Despite the lack of evidence in this most recent study that exercise reduces hot flashes, don’t assume working out doesn’t make the transition easier. This study DID show women who exercised regularly slept better and experienced fewer mood disturbances and depressive-type symptoms. Up to one out of five women experienced problems with depression during menopause and even more have problems sleeping.
Why are sleep problems so common? As you approach menopause, estrogen and progesterone levels drop. It’s the drop in progesterone that seems to have the greatest impact on sleep. It’s not clear why regular exercise improves sleep in women going through menopause, but research suggests that vigorous workouts are the most beneficial for promoting sound sleep.

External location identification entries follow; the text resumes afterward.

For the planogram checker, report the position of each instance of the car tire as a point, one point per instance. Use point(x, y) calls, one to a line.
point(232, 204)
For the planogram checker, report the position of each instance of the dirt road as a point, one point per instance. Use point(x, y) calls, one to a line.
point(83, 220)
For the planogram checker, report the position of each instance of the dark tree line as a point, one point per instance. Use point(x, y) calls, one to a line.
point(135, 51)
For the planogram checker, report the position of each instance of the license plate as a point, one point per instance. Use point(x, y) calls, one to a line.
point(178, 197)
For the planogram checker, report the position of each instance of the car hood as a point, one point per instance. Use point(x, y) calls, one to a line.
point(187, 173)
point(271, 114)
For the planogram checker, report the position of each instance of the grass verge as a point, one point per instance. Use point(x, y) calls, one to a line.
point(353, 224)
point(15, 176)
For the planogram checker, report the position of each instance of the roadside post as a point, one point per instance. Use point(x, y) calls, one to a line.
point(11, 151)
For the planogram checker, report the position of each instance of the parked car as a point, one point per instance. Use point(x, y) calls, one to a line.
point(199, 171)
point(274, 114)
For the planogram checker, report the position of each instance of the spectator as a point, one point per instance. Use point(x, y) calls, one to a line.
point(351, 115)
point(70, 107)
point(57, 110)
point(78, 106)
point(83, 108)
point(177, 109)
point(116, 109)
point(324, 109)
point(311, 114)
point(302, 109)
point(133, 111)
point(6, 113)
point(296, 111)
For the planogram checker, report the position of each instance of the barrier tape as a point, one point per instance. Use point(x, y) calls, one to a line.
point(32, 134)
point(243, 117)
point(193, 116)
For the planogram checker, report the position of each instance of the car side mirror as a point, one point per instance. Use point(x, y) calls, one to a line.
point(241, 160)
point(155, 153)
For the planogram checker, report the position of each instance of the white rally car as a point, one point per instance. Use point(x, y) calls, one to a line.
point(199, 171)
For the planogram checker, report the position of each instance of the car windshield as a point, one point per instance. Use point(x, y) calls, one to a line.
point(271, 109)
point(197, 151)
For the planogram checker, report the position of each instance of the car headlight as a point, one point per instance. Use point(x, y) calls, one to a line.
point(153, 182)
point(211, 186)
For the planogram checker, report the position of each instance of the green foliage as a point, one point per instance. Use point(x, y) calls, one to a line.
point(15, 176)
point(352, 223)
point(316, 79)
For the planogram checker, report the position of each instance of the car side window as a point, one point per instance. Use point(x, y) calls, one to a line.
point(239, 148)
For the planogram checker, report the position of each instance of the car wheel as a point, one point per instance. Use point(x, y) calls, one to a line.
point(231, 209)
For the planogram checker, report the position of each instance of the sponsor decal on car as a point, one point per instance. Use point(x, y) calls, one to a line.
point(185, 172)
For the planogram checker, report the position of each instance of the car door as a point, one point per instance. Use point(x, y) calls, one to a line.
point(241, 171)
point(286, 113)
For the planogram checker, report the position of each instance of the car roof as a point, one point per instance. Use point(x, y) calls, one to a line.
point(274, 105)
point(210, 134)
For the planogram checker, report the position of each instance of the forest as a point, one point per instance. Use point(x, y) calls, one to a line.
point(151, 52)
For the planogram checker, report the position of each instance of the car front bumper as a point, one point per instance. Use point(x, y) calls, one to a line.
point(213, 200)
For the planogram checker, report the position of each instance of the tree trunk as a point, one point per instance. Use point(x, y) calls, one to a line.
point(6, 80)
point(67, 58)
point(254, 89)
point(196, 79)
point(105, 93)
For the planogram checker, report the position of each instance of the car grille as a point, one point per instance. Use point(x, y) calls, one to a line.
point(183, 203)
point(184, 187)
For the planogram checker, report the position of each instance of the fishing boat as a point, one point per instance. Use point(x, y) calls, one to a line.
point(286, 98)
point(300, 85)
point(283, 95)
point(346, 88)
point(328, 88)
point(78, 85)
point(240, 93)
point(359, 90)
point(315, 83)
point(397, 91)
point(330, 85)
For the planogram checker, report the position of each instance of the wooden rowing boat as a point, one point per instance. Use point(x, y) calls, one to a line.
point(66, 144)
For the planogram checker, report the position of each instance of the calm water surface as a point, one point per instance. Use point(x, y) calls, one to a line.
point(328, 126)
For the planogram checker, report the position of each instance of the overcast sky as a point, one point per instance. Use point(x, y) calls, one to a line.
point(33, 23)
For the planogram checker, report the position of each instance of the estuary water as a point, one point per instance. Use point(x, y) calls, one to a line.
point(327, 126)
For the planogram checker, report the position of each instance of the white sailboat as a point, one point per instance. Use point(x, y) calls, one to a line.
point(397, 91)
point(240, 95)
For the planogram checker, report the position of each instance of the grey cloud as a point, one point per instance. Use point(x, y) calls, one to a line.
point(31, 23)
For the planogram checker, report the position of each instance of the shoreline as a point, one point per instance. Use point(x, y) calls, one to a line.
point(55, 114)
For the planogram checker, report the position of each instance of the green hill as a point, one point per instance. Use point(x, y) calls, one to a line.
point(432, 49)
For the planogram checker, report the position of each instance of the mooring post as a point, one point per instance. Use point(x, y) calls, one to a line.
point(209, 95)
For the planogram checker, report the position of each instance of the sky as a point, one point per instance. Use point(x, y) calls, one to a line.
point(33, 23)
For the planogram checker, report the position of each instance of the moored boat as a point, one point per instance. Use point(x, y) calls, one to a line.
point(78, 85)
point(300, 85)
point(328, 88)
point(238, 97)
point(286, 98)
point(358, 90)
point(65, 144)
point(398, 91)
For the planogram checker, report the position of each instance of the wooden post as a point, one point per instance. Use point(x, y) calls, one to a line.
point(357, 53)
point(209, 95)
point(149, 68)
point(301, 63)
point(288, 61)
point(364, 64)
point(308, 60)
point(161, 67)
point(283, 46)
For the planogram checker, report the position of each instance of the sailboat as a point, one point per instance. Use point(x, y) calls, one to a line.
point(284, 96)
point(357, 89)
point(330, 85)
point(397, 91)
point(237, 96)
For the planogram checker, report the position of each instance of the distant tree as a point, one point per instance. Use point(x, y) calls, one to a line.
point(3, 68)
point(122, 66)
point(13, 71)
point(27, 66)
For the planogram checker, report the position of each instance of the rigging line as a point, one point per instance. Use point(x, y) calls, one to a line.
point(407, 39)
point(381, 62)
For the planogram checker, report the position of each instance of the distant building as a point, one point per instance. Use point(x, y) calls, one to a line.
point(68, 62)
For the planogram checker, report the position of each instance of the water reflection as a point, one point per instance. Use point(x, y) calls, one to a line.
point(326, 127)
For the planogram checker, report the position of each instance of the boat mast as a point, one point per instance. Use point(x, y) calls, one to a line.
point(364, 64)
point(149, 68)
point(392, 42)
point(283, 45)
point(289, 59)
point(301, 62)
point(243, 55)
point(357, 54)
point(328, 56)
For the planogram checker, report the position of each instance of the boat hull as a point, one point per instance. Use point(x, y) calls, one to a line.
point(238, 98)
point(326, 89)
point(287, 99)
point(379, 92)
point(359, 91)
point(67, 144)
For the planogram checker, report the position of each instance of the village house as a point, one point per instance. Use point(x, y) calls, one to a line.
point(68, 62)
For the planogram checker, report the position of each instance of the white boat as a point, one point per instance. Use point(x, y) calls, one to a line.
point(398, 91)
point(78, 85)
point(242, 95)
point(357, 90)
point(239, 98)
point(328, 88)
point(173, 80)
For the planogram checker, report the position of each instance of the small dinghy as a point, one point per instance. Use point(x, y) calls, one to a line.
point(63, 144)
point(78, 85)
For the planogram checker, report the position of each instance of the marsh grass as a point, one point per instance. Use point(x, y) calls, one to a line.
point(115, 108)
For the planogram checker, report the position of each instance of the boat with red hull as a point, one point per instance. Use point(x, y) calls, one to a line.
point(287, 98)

This appears to be true whether you’re going through menopause or not, possibly because intense exercise is more exhausting. Regardless, it’s a good reason to boost the intensity of your workouts.
Menopause, Mood Changes and Exercise
It’s not uncommon for women going through menopause to feel irritable or “down.” With its impact on brain biochemicals and endorphins, it’s not surprising that exercise would have benefits. A study published in the Journal of Clinical Nursing found that exercise helps to relieve symptoms of anxiety and depression during menopause. Research also shows that mind-body exercise like yoga has mood-boosting benefits. The key is to stay active!

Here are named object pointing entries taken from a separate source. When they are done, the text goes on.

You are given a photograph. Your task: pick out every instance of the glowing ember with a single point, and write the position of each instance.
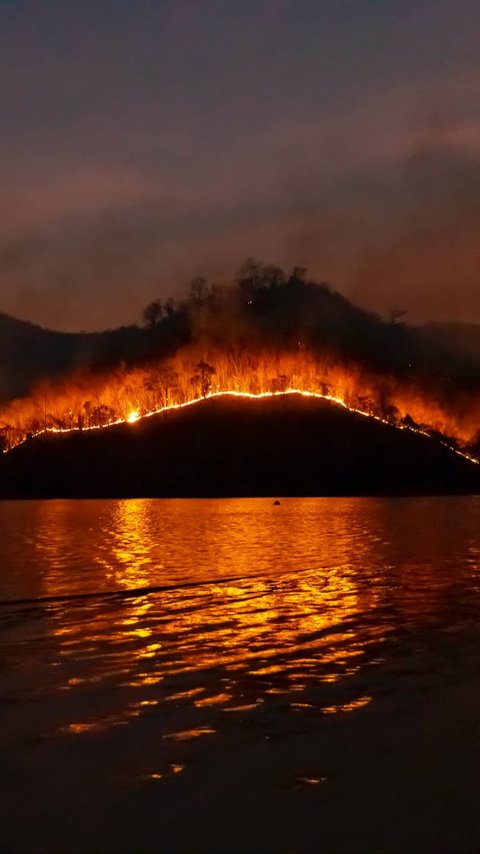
(91, 402)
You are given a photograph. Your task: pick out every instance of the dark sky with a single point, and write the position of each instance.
(145, 142)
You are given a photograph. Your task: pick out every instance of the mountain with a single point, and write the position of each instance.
(30, 353)
(287, 445)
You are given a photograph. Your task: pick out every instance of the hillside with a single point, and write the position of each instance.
(236, 447)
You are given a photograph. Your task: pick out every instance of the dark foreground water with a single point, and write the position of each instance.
(133, 631)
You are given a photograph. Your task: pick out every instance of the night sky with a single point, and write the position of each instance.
(145, 142)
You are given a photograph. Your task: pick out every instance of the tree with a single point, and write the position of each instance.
(198, 290)
(153, 314)
(204, 377)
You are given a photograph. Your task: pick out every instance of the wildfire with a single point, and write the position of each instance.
(92, 402)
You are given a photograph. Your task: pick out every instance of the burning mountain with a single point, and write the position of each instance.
(234, 445)
(265, 334)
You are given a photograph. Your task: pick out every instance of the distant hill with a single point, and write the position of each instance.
(235, 447)
(29, 353)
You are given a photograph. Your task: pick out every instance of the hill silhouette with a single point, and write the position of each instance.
(262, 304)
(288, 445)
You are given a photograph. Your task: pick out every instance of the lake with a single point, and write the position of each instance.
(145, 643)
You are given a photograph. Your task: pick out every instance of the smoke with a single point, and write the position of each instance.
(401, 233)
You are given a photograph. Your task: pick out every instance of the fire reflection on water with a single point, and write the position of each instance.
(203, 612)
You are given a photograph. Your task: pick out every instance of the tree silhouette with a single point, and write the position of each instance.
(153, 314)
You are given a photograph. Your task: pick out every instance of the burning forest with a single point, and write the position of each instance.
(265, 334)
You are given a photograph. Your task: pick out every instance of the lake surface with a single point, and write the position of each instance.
(186, 619)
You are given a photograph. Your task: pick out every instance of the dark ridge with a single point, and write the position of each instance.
(238, 447)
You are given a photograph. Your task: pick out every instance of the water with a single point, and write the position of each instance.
(177, 622)
(238, 600)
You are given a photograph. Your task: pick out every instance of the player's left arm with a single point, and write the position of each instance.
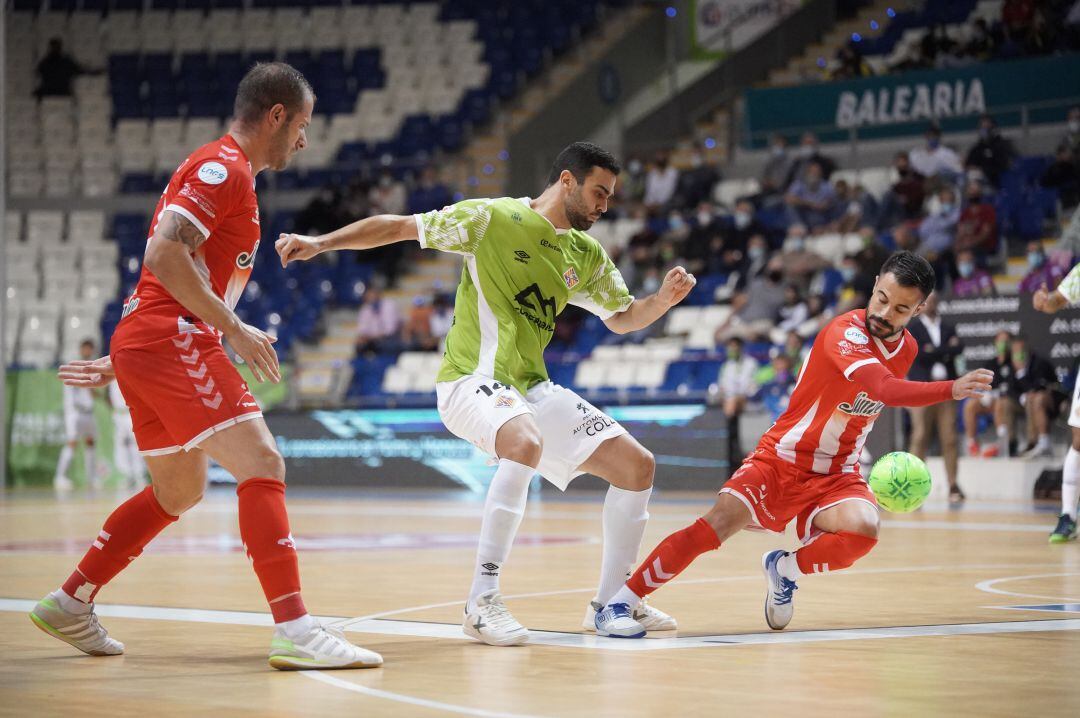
(643, 312)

Other Benefits of Exercise during Menopause
High-impact exercise and resistance training also prevents loss of bone mass, a problem that accelerates after menopause. In fact, up to 20% of bone mineral loss occurs within seven years of menopause due mostly to a drop in estrogen. Loss of muscle tissue is also a problem. Sarcopenia, or age-related loss of muscle, is common and contributes to loss of strength, balance problems and the slow-down in metabolism that many women experience as they age. That’s why resistance training to build lean body mass and preserve strength is so important.
Here’s a discouraging statistic. Most women gain between ten and fifteen pounds after menopause and a recent study showed that even women who eat healthy experience problems controlling their weight once their hormone levels drop. Exercise helps to prevent weight loss and the changes in body composition that occur during this time. As estrogen levels drop, cells become less sensitive to insulin. This insulin resistance makes it easier to store fat, especially in the deep abdominal region. Estrogen also has an impact on resting metabolic rate. As estrogen levels drop it causes a metabolic slowdown. In addition, exercise helps to increase insulin sensitivity. Plus, high-intensity exercise causes an after-burn that boosts calorie burn even after you finish. What’s not to love about that?
The Bottom Line?
Cardiovascular and resistance training are two of the most important things you can do to stay healthy during and after menopause. It won’t necessarily reduce the number of hot flashes you experience but it can improve your mood and help you get a good night’s sleep. Plus, it lowers the risk for common age-related health problems like osteoporosis, sarcopenia, heart disease, and type 2 diabetes.
Some women avoid lifting heavy weights but it’s even more difficult to build lean body mass after menopause – so challenge yourself. Remind yourself of all the health benefits you’re getting by working up a sweat and lifting hard. Exercise really is the best prescription for staying young.